The USD/JPY has been bullish in March, but stalled at 122 this week, after breaking the 121.70, 2014-high. The 1H chart below shows the pair in an ABC correction. Then, after tagging 120.65, around an earlier near-term consolidation support, price rebounded.
From a fundamental standpoint, the bounce off that support coincided with the release of US data.
Retail Sales m/m (Feb) -0.6%
Core Retail Sales m/m (Feb): -0.1%
Jobless Claims (weekly): 289K
The retail sales data was disappointing in a couple ways. First of all it missed forecasts of a rebound to positive reading. Even worse is that fact that this marks 3 straight months of negative prints for both the headline and core data. This is becoming a worrisome sign, so let’s make sure we pump the breaks a little bit on USD-strength, even though the prevailing bullish momentum can still push it further especially against the JPY. The jobless claims data was impressive, but this it should not really have that much an impact as the FOMC is going to be more focused on wage growth than simply employment numbers.
The fact the traders bought the USD/JPY after the disappointing retail sales data tells us the bullish momentum is still in play, but as I mentioned above, don’t get too excited.
A break above 121.50 could open up the 122.00 handle with risk of pushing higher, but around 124-124.16, we should anticipate resistance because it is the 2007-high as we can see in the monthly chart.

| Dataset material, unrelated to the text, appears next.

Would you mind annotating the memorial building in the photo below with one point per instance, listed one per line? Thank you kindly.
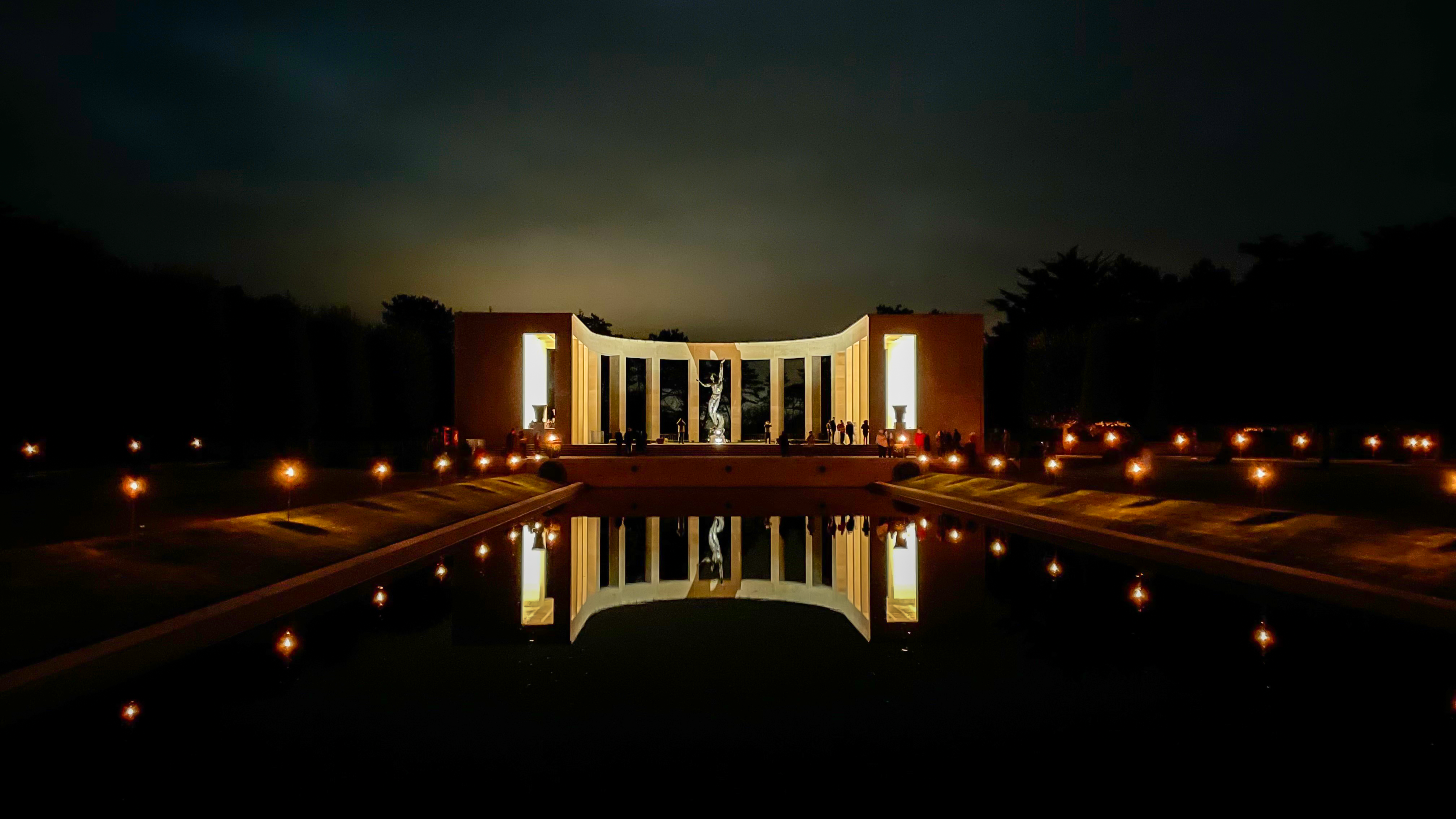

The monthly chart shows price waving hello that 2007-high. Note that the RSI is in overbought territory. While there has been a secular bull run since 2011/2012, the USD/JPY was bearish from 2007-2011. The moving averages reflect a non-bearish mode, and that adds weight to the 124-124.16 area as resistance.
So, let’s maintain a bullish outlook for now, but be prepared for some medium-term consolidation once price approaches the 2007-high.